Thursday, March 26, 2009

The Economics of Conservatives and Liberals

The Economics of Conservatives and Liberals
From a forthcoming book by Dr. John B. Buck entitled Understanding Macroeconomics.

Traditional conservatives believe government, and thus taxes, should be relatively small. They also tend to think it is fair for the tax burden to be distributed more broadly across people of various incomes than liberals do. They justify this belief by focusing on the progressivity[1] of individual income tax rates. Conservatives tend to believe either that market failures[2] are relatively small or that the government is ineffective at correcting them. Both are justifications for small government. Conservatives favor smaller government welfare programs and less redistribution of income. Thus, critics of traditional conservatives claim they are less concerned with issues of equity or fairness than liberals. Conservatives respond that people already have relatively equal opportunities (e.g., everyone has access to public education) or that it is not the government’s role to provide such opportunities. Conservatives point out that the waste and abuse of the welfare system is both inefficient and unfair. Conservatives are sometimes accused of being selfish and inconsiderate of others in society. However, wealthy Americans engage in a myriad of charitable activities and donate vast amounts of wealth to agencies that benefit others. They argue that private organizations tend to be more efficient at providing assistance to those in need than the government.

Traditional liberals believe government, and thus taxes, should be relatively large. Most liberals think it is fair for the tax burden to be borne primarily by the rich. They justify this belief using a philosophy known as the ability-to-pay principle.[3] Liberals claim conservatives ignore the regressivity[4] of social insurance and sales taxes and that tax breaks and shelters provide the most benefits to the wealthy. They also point out that middle and lower-income families already pay a larger share of taxes than they are given credit for[5] and argue the total tax burden is already relatively proportional. Liberals tend to believe that market failures are relatively large, that the government is fairly effective at correcting them, or that issues of fairness are more important than economic efficiency. Liberals are accused of being selfish when they want government benefits to be paid by other taxpayers. Critics of traditional liberals claim they lack sufficient concern for economic efficiency and have an exaggerated sense of fairness. Liberals are often accused of recklessly and wastefully spending other people’s money and promoting handouts that undermine the incentive to work. Liberals tend to think Americans do not have equal opportunities or that some citizens suffer from past inequities. Thus, they are more likely than conservatives to favor affirmative action programs or similar projects.

Compassionate conservatism is the phrase used by President George W. Bush to describe his belief in bigger government and lower taxes. Compassionate conservatives argue either that lower taxes will lead to such dramatic economic growth that future tax revenues will be sufficient to pay for today’s government spending and future government expenses, or they argue that deficits and government debt do not matter and debts can be passed to future generations without the need to ever be paid. Traditional conservatives and most economists think compassionate conservatives use flawed logic.[6] Budget deficits and increasing public debt place higher demands on government revenues in the form of interest payments to those who have loaned money to the government. While these may be tolerable in the short-run, they have the potential to be crippling to the U.S. economy when interest rates rise and the baby-boom generation progresses from being a significant source of revenue for the government[7] to being a significant expense[8].
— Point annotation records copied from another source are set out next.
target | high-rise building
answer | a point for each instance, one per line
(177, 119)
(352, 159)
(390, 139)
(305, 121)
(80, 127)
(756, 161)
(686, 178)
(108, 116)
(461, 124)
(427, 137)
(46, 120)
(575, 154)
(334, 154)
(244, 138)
[1] With a progressive tax, people with higher incomes pay a higher percentage of their income than people with lower incomes. The structure of the U.S. individual income tax system is progressive because high-income people face a higher marginal tax rate than those with lower incomes. This is often referred to as being in a higher tax bracket.
[2] Market failures occur when the market system fails to provide the socially desirable outcome. If the market system is left completely alone, it creates too much of some things (e.g., pollution, poverty, and market power) and not enough of other things (e.g., national defense, education, and basic research).
[3] The ability-to-pay principle states that taxes should be paid by those who are best able to pay them. A contrasting idea, the benefits principle, states that taxes should be paid by those who receive the benefits from the services provided by the government. Both principles are used in the U.S. tax structure. Fuel taxes are designed to generate revenue for the construction and maintenance of highways and roads. Since the people who use the highways and roads the most also buy the most fuel, fuel taxes are based on the benefits principle. Since welfare programs redistribute income, they cannot be based on the benefits principle. The people who receive the transfers of income cannot also pay for them.
[4] With a regressive tax, people with lower incomes pay a higher percentage of their income than people with higher incomes. Payroll taxes for Social Security and Medicare, often referred to as social insurance taxes, are regressive because high-income people pay these taxes on only a portion of their income while low-income people pay these taxes on all of their income. Sales taxes are also regressive because they are a represent a higher percentage of income for the poor than for the rich.
[5] Individual income taxes provide about 50% of the federal government’s revenues. Payroll taxes provide about 35% of the federal government’s revenues.
[6] Wishful thinking is probably part of it, too.
[7] Workers tend to earn the most income, and thus pay the most tax revenue, in the years just prior to retirement.
[8] Baby-boomers will add significantly to the Social Security and Medicare expenses of the federal government.